A Scotland-wide Data Linkage Framework for Statistics and Research: Consultation Analysis

Analysis of consultation responses to a Scottish Government consultation on the aims of the Data Linkage framework and a draft set of guiding principles.

Consultation Question 2: Challenges or barriers

The consultation paper set out a range of challenges to data linkage and asked: Are there challenges or barriers preventing more effective and efficient data linkages for statistical and research purposes taking place that are not sufficiently described here?

The table below shows that around two thirds of those that responded to the yes/no question felt that there were further challenges to those described in the consultation paper.

Are there challenges or barriers preventing more effective and efficient data linkages for statistical and research purposes taking place that are not sufficiently described here?
Type of respondent Yes, there are further challenges No, the challenges have been identified No answer
Data custodian 7 4 0
Data user 20 9 1
Data subject 3 2 0
Multiple categories selected 3 0 4
No selection 1 0 7
Total count 34 15 12

General comments

One respondent took issue with the framing of this section of the consultation paper, feeling that challenges were presented as barriers to overcome rather than constraints to be respected.

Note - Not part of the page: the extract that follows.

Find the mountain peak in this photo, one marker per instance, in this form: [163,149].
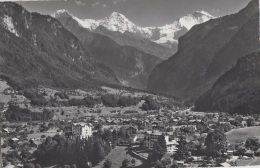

There was a view expressed that having a centralised process as outlined in the consultation paper could itself act as a barrier to the development of local linkage work. In particular, this could affect the development of multi-agency linked data on service demand which is often required within relatively short timescales.

Additionally, respondents were keen to establish the impact of a limited number of data custodians agreeing to participate, raising the question of whether this would affect cost efficiency and the ability to produce meaningful results. It was pointed out that if just one data custodian is unwilling to release data for linkage then the linkage fails. A possible solution would be to create mechanisms not solely dependent on trust in particular people or bodies.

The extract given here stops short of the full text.